Published 10/26/2024, 12:52 PM
Updated 10/26/2024, 12:56 PM
© Reuters. FILE PHOTO: A person walks past the Bank of England and the Royal Exchange, in London, Britain, September 23, 2024. REUTERS/Mina Kim/File photo

By David Milliken

WASHINGTON (Reuters) - The Bank of England is reluctantly pressing on with work to create a form of digital money accessible to the general public, as commercial banks risk failing to keep up with less-regulated tech firms, Governor Andrew Bailey said on Saturday.

Bailey's remarks build on his longstanding concerns that he does not want to see day-to-day payments or banking-type services shift to cryptocurrencies or services from tech companies that are less safe or private than banks.

The BoE and Britain's finance ministry have said they will not make a final decision before 2025 at the earliest whether to go ahead with a state-backed digital pound or central bank digital currency (CBDC), following a consultation which drew widespread concerns about privacy.

"That (CBDC) is not my preferred option, but it's one we can't rule out," Bailey said at the Group of Thirty in Washington, a forum for central banks and commercial bankers.

While Britain's electronic payment infrastructure already provides fast transfers with no upfront costs for the public, future forms of digital currency could offer more options in areas such as automatic payments.

"Commercial bank money, i.e. the banking system, is the best home for that innovation," Bailey said.

"But ... are they the only game in town?

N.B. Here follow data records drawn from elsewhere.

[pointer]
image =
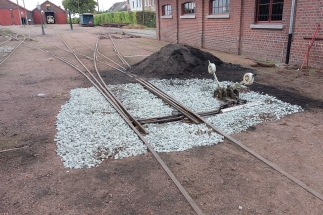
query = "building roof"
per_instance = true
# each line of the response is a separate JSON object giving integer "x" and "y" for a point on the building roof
{"x": 6, "y": 4}
{"x": 119, "y": 6}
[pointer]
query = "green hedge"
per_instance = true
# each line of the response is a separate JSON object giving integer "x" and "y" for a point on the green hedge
{"x": 146, "y": 18}
{"x": 127, "y": 17}
{"x": 74, "y": 20}
{"x": 118, "y": 17}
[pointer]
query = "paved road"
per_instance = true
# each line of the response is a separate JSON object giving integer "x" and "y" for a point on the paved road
{"x": 148, "y": 33}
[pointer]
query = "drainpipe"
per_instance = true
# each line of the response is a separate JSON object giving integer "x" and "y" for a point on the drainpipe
{"x": 158, "y": 18}
{"x": 290, "y": 35}
{"x": 202, "y": 23}
{"x": 177, "y": 22}
{"x": 19, "y": 13}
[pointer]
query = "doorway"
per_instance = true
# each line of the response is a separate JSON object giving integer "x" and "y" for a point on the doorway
{"x": 50, "y": 18}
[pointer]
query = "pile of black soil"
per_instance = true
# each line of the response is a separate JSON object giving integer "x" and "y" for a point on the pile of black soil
{"x": 176, "y": 61}
{"x": 184, "y": 62}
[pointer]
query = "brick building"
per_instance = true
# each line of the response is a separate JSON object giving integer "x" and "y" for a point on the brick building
{"x": 255, "y": 28}
{"x": 52, "y": 14}
{"x": 9, "y": 14}
{"x": 139, "y": 5}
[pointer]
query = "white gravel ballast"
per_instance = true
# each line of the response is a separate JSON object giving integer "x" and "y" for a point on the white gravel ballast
{"x": 89, "y": 130}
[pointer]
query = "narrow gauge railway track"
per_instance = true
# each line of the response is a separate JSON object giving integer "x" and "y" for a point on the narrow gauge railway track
{"x": 114, "y": 102}
{"x": 196, "y": 116}
{"x": 272, "y": 165}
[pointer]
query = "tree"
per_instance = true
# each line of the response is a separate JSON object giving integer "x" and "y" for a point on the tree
{"x": 79, "y": 6}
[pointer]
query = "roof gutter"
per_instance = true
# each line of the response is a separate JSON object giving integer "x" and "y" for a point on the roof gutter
{"x": 290, "y": 34}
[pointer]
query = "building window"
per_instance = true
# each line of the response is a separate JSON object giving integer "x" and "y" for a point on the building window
{"x": 167, "y": 10}
{"x": 219, "y": 6}
{"x": 270, "y": 10}
{"x": 188, "y": 8}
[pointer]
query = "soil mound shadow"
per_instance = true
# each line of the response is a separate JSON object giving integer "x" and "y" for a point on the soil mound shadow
{"x": 175, "y": 60}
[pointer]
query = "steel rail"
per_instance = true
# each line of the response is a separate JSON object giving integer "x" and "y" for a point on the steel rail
{"x": 4, "y": 42}
{"x": 167, "y": 100}
{"x": 116, "y": 50}
{"x": 109, "y": 94}
{"x": 141, "y": 137}
{"x": 98, "y": 52}
{"x": 116, "y": 100}
{"x": 175, "y": 117}
{"x": 264, "y": 160}
{"x": 92, "y": 82}
{"x": 12, "y": 51}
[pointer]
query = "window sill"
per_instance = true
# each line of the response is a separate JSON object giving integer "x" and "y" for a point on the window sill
{"x": 218, "y": 16}
{"x": 166, "y": 17}
{"x": 267, "y": 26}
{"x": 190, "y": 16}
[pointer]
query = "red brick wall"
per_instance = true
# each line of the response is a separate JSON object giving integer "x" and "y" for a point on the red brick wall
{"x": 267, "y": 44}
{"x": 309, "y": 13}
{"x": 234, "y": 34}
{"x": 190, "y": 30}
{"x": 169, "y": 26}
{"x": 222, "y": 34}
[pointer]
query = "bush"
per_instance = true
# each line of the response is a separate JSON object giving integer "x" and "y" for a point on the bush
{"x": 74, "y": 20}
{"x": 147, "y": 18}
{"x": 123, "y": 17}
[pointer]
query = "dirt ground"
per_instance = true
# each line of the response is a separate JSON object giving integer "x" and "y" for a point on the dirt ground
{"x": 219, "y": 178}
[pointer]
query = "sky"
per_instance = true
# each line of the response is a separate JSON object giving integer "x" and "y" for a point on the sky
{"x": 31, "y": 4}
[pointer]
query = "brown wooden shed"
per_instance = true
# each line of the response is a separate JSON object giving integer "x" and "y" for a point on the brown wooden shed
{"x": 9, "y": 14}
{"x": 53, "y": 14}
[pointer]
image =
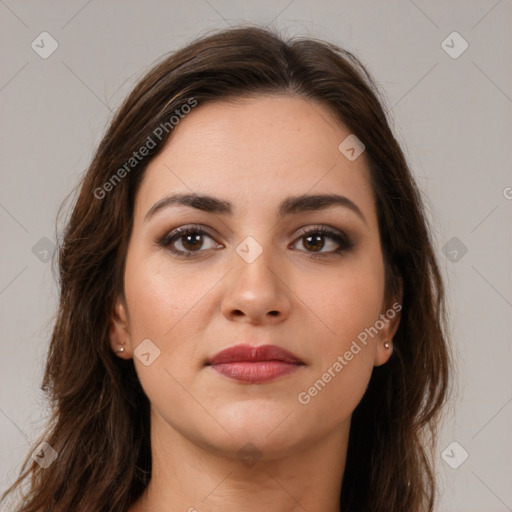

At the Bank of England we're continuing to prepare for a retail CBDC, because to be frank we are not yet seeing enough evidence that innovation will happen in the commercial banking system."

© Reuters. FILE PHOTO: A person walks past the Bank of England and the Royal Exchange, in London, Britain, September 23, 2024. REUTERS/Mina Kim/File photo

Commercial banks might be avoiding innovation because they made too much profit from the current system, Bailey said.

"To be particularly frank about this, if the rents that are being earned from the 'rails' (payment systems) act to inhibit innovation and act to inhibit competition, that is why ... we need a retail CBDC on the table," Bailey said.